Aaaah, ces 6 OAV, quel plaisir on a à les visionner, et pas uniquement pour les jolies filles qui pullulent à l'intérieur...
Malgré son age, l'anime bénéficie d'une animation fluide et soignée, avec des personnages assez originaux, à commencer par le héros: véritable pervers sur pattes, mais au potentiel surprenant. Les demoiselles rencontrées au cours de ses voyages bénéficient toutes d'un physique de top-model, et l'on a régulièrement l'occasion de visualiser la perfection de leur corps, normal pour un anime à caractère ecchi me direz-vous.

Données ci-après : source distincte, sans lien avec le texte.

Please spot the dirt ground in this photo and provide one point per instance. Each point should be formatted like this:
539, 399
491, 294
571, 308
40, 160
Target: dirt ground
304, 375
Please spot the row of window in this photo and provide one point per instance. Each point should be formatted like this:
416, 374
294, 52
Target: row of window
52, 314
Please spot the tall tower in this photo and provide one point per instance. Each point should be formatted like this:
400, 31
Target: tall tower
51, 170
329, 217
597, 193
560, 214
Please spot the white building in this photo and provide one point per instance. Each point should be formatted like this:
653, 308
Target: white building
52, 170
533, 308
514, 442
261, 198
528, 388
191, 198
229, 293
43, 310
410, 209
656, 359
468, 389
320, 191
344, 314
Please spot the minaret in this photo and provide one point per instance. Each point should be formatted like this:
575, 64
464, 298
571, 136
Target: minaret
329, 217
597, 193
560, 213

Alors voilà, Golden Boy, c'est du fan service à chaque épisode, mais pas que ça: l'humour et la folie sont également les maîtres mots de la série, avec un Kintarou multipliant les exploits sportifs qui lui sont plus ou moins imposés (battre une championne olympique à la nage; faire une course avec une moto de compétition, le tout chargé comme un mulet sur un VTT, avec un parcours montagneux d'une trentaine de km; sauter dans le vide pour traverser un ravin...). Bien évidemment, le héros est également un incroyable gaffeur, qui a vite fait de s'attirer des ennuis (à lui et à son entourage) en tentant d'aider autrui. Car ce jeune homme a le cœur sur la main et n'hésite pas à offrir ses services à ceux qui en ont besoin, faisant régulièrement preuve d'une très grande humanité dans chacun de ses actes.

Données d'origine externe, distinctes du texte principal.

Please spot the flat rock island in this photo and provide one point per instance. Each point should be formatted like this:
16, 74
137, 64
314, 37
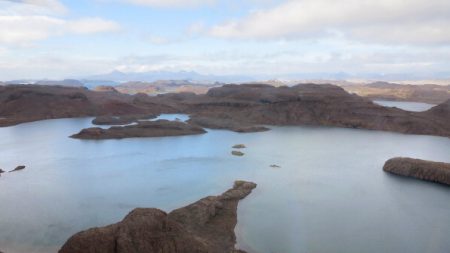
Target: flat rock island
426, 170
159, 128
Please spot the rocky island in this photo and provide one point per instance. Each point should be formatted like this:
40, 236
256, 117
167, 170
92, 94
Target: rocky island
426, 170
203, 227
159, 128
120, 120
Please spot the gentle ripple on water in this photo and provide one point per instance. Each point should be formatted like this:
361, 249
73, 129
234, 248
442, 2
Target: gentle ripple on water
330, 194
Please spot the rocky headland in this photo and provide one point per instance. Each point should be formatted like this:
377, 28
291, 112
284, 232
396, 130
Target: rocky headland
120, 120
241, 108
159, 128
205, 226
426, 170
428, 93
229, 124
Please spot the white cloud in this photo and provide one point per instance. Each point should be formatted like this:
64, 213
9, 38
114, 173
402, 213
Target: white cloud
92, 25
23, 30
390, 21
171, 3
33, 7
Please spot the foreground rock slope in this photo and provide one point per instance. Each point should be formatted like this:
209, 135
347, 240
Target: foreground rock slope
204, 226
159, 128
420, 169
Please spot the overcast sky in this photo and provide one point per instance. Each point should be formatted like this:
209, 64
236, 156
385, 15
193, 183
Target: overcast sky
59, 38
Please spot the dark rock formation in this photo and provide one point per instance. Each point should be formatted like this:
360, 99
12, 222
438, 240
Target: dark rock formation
237, 153
120, 120
159, 128
21, 167
204, 226
241, 108
309, 104
429, 93
26, 103
420, 169
221, 123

Bien entendu, l'humour tire également de manière importante sur le fan service, notamment avec certaines scènes qui se répètent inlassablement d'un épisode à l'autre, pour le plus grand plaisir du spectateur.
Au final, il s'agit de 6 OAV qui se regardent très facilement, en laissant son cerveau au frigo. Même si le fan service est ici un vrai régal, une dose un peu moins importante eut été de bon ton, mais bon, on ne va pas bouder son plaisir.

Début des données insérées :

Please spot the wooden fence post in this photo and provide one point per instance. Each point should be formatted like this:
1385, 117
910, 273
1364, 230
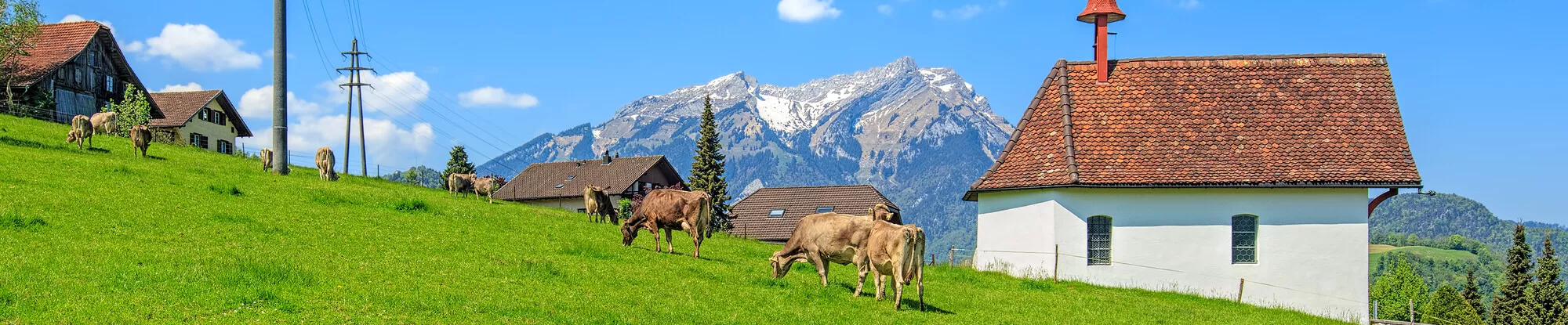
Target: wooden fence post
951, 255
1241, 290
1056, 269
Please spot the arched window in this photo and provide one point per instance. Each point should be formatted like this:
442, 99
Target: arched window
1244, 240
1100, 241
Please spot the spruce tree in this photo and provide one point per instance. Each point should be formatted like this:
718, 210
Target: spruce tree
708, 168
457, 164
1398, 290
1512, 305
1450, 307
1473, 294
1548, 293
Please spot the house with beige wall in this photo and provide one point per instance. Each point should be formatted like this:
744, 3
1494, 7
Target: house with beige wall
203, 119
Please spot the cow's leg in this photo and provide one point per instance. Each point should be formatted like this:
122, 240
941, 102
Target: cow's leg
898, 287
860, 271
822, 266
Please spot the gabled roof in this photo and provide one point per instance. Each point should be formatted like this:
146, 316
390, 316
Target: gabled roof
59, 42
180, 107
540, 180
1316, 121
752, 213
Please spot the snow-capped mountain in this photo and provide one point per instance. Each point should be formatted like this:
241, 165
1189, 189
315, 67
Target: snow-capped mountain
921, 135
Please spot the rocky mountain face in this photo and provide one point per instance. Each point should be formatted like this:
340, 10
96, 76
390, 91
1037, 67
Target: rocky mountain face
921, 135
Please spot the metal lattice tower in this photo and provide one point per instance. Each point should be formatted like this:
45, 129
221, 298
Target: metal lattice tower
355, 88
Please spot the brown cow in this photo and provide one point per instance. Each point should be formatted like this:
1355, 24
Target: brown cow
460, 183
898, 251
140, 138
882, 211
324, 164
487, 186
81, 132
106, 122
267, 160
672, 210
827, 238
600, 205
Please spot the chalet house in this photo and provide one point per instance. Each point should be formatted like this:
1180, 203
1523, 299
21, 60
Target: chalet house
203, 119
76, 63
1219, 175
771, 213
561, 185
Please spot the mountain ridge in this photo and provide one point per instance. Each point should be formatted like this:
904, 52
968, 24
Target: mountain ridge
921, 135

Golden Boy, ce sont 6 vieux OAVs presque oubliés et laissés de côté par le public japonais à une époque où on ne jurait que par Evangelion. Valent-ils encore le coup d'oeil aujourd'hui?
On suit donc les aventures de Keitaro qui veut s'instruire dans la grande école qu'est la vie au terme de ses études à l'uni. Pour cela, il cherche quelques jobs à temps partiel et à chaque fois il rencontre une femme bien pulpeuse qui ne le laisse pas indifférent. On l'a compris, Golden Boy est une série bien ecchi, à tel point que je dirai qu'elle est réservée à un public averti. On supporte tant bien que mal et ça ne vient pas vraiment obscurcir le tableau. Cependant, l'humour est un peu trop répétitif car il tourne essentiellement autours du fan service et des bêtises de Kintaro. De plus le même canevas (nouveau job, nouvelle nana, nouvel exploit) se répète à chaque épisode : dur de toujours rire.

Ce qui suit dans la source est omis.